ROANOKE TIMES

                         Roanoke Times
                 Copyright (c) 1995, Landmark Communications, Inc.

DATE: MONDAY, April 15, 1991                   TAG: 9104150076
SECTION: SPORTS                    PAGE: B3   EDITION: METRO 
SOURCE: BOB ZELLER SPORTSWRITER
DATELINE: BRISTOL, TENN.                                LENGTH: Medium


DRIVERS SAY NEW RULE THE PITS

From Lake Speed, who talked at length, to Bill Elliott, who responded with a silent thumbs down, the Winston Cup stock car drivers dished out a fresh round of criticism Sunday about the effect of NASCAR's latest version of the 1991 pit rules.

They left the track after Sunday's 500-lap race with machines that were battered from door-to-door, nose-to-tail banging on wild double-file restarts that mixed slower cars with faster cars. Eighteen of the 33 cars that started the race were involved in spins or crashes, some two or three times.

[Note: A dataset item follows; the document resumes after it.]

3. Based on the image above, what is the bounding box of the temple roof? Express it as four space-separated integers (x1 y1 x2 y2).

Even Rusty Wallace, who got a big boost from the rules on his way to victory in the Valleydale Meats 500 at Bristol International Raceway, saw problems with the way the rules affected the race.

"I liked the rules because I won," Wallace said. "I know everybody who finished behind me didn't like the rules. If I were in somebody else's shoes, I probably wouldn't like them."

Given the amount of discontent, Wallace and other drivers believe NASCAR will reevaluate the rules and probably make some more changes.

`'It's wrong, but I'm sure everybody will learn from this and do the right thing," said Larry McReynolds, crew chief for Davey Allison.

Under the latest changes, announced last week by NASCAR, the cars were once again designated as odd or even depending on their starting positions.

During caution periods - there were 19 of them Sunday - odd-designated cars were allowed to pit and change tires first, followed on the next lap by even-designated cars.

And under a new version of double-file restarts, odd-designated cars lined up on the inside row while even-designated cars lined up on the outside row.

Both the pitting arrangements and the restarts came under fire.

"This is the pits," said Speed in a curious play on words. "You can't do this on a one-groove race track [such as Bristol]. The inside lane people just go and the outside lane people just get killed. All the guys on the outside lane have got to try and get in that bottom lane as quick as they can some way or another. They either have to bash somebody or pick a hole and get in it.

"It's almost like a Talladega deal: When you get out of the draft, you go to the back of the freight train. But on a short track, when you go to the back, you're a lap down. You can't afford that to happen, so guys get more aggressive and that's why you have all these cars torn up."

Speed finished 25th, 45 laps down, after crashing in turn four on lap 49.

"I was trying to find a hole on a restart and thought I had one," Speed said. "About that time, I got turned around."

Some competitors, particularly Wallace, were helped by the new style of odd-even, double-file restarts. Wallace was able to move from seventh to third when the race resumed after a late afternoon rain delay because five of the six cars in front of him were even-designated cars and he was an odd.

Morgan Shepherd was one driver who criticized the odd-even pitting arrangement.

"We just got ripped off, because they'd let the [odd] cars pit, and then they'd five the one-to-go before the [even] cars got a chance to pit. I mean, you could pit, but we were pitting on the backstretch, and there wasn't any time to work on the car." Shepherd finished 10th.